EzanVakti.MCP.Server
MCP server from hkilimci/EzanVakti.MCP.Server
claude mcp add --transport stdio hkilimci-ezanvakti.mcp.server dotnet run --project /path/to/EzanVakti.MCP.Server.csproj
How to use
The EzanVakti MCP Server exposes a set of endpoints via the MCP (Model Context Protocol) interface to access Islamic prayer times from the EzanVakti API (Diyanet). It supports operations to list available countries, search cities within a country, look up districts within a city, retrieve monthly prayer times for a district, perform smart searches by city name, and obtain today's prayer times for a district. Tools include GetCountries, GetCities, GetDistricts, GetPrayerTimes, SearchCityPrayerTimes, and GetTodayPrayerTimes. Clients can interact with these tools through the configured MCP client (for example in VS Code or Claude Desktop) by issuing natural language prompts or the predefined command patterns shown in the documentation. With proper configuration, the server handles API communication, data formatting, and caching where appropriate, returning structured prayer time data with Hijri and Gregorian dates, as well as times like Imsak, Gunes, Ogle, Ikindi, Aksam, and Yatsi.
To use it, configure an MCP client with the provided server name (ezanvakti) and point it to the running server process. Send requests such as “Show me all countries with prayer times” or “Get prayer times for district 9535” to retrieve the corresponding data in a standardized response format.
How to install
Prerequisites:
- .NET 8.0 SDK or later
- A compatible MCP client (e.g., VS Code with Copilot, Claude Desktop, etc.)
Installation steps:
- Clone or download the repository containing EzanVakti.MCP.Server.
- Ensure the .NET SDK is installed (dotnet --version should show 8.x).
- Restore dependencies:
dotnet restore - Build the project:
dotnet build - Run the server during development:
dotnet run - For production, publish the project and run the published binary:
dotnet publish -c Release ./bin/Release/net8.0/publish/EzanVakti.MCP.Server
Additional notes
Notes and tips:
- The server relies on the EzanVakti API; be mindful of API rate limits (30 requests per 5 minutes and 200 requests per day). Since prayer times are monthly, you typically need one request per location per month.

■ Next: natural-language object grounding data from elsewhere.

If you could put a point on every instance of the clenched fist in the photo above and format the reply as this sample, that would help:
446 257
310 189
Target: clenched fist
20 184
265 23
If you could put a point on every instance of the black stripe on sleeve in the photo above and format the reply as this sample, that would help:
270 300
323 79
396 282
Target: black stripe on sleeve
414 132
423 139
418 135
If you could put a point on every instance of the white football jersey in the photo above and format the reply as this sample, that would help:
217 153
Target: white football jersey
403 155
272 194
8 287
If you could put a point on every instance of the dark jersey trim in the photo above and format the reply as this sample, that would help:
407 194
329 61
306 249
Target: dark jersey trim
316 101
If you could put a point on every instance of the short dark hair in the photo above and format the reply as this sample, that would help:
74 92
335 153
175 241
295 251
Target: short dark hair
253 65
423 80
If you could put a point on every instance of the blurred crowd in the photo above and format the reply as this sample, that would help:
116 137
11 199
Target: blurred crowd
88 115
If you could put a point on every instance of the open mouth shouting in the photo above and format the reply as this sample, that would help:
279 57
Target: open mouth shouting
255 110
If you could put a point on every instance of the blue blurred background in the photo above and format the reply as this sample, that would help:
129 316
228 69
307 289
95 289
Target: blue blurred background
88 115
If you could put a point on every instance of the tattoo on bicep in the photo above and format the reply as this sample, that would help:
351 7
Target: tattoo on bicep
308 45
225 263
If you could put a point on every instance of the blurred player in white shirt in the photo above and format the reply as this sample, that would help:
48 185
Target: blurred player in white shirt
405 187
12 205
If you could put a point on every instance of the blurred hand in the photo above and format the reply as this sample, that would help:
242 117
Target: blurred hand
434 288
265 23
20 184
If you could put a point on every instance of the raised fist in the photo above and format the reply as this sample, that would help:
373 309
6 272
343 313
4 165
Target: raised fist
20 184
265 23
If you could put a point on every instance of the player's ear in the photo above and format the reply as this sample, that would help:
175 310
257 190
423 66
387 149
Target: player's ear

- Docker support is available via standard .NET publish in a Linux image if you need containerized deployment.
- Ensure your MCP client configuration includes the correct project path when using the dotnet run approach (as shown in the example configuration).
- If you encounter 429 errors, consider caching prayer times per district for a month to reduce API calls.
- The server outputs data with both Hijri and Gregorian dates, including all standard prayer times (Imsak, Gunes, Ogle, Ikindi, Aksam, Yatsi) and supplementary fields like KibleSaati and sunrise/sunset times.